Plan validation also checks that documentation requirements carry usable Context7 evidence. A requirement must include a Context7 source with a summary and version or checkedAt freshness marker, or an explicit Context7 gap that explains why the lookup could not be completed. The deterministic planner uses an explicit preflight gap so generated plans stay valid before a worker has performed live documentation lookup.

Allowed tools must match the declared execution scope. Write tools such as apply_patch require writable paths and cannot be placed on low-risk read-only tasks, while publishing tools such as git.push and github.open_pr require approval-gated children.

Review Snapshots

src/review.ts provides pure snapshot builders for plan and graph review UX. buildOrchestrationPlanReviewSnapshot takes an OrchestrationTaskDecompositionPlan plus its OrchestrationPlanValidationResult and summarizes validation failures, warnings, worker write boundaries, dependencies, verification requirements, and approval-gated children.

buildOrchestrationGraphReviewSnapshot takes an OrchestrationTaskGraphSnapshot and optional OrchestrationTaskGraphResultSnapshot to summarize worker state, runtime identity, result classification, and final synthesis readiness. Synthesis is reported as not_ready until the neutral parent synthesis record exists, and ready once that record is present.

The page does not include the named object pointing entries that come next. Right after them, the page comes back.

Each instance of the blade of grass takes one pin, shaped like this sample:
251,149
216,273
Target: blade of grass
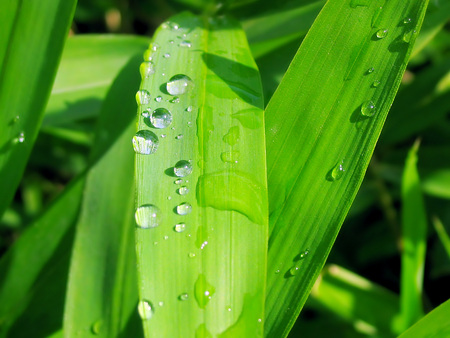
434,324
102,292
202,265
368,306
28,67
414,231
96,59
321,127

Result and Synthesis Substrate

The orchestration boundary already has the neutral M30 result shape. Worker outputs are represented by OrchestrationTaskResultRecord, parent outcomes by OrchestrationSynthesisRecord, and graph inspection by OrchestrationTaskGraphResultSnapshot. Classifications are intentionally small and product-facing: completed, partial, conflicted, and failed.

plato.get_task_graph_results exposes those records to CLI/MCP callers without requiring knowledge of the backend runtime. When a runtime supports graph result reconciliation, neutral result inspection asks it to backfill missing terminal child results and syntheses before returning the snapshot. Events can also carry result and synthesis identifiers so callers can correlate collection and synthesis activity with graph lifecycle events.

The M30 product slice should therefore wire runtime collection, reconciliation, and parent synthesis behind these contracts rather than introduce new surface area. A reviewable slice should collect one durable result per terminal child task, create the parent synthesis only after every child has a result, and keep the classification visible through graph result inspection.

Development Notes

  • Run tests with pnpm --filter @bensigo/plato-orchestration test.
  • Run type-checking with pnpm --filter @bensigo/plato-orchestration typecheck.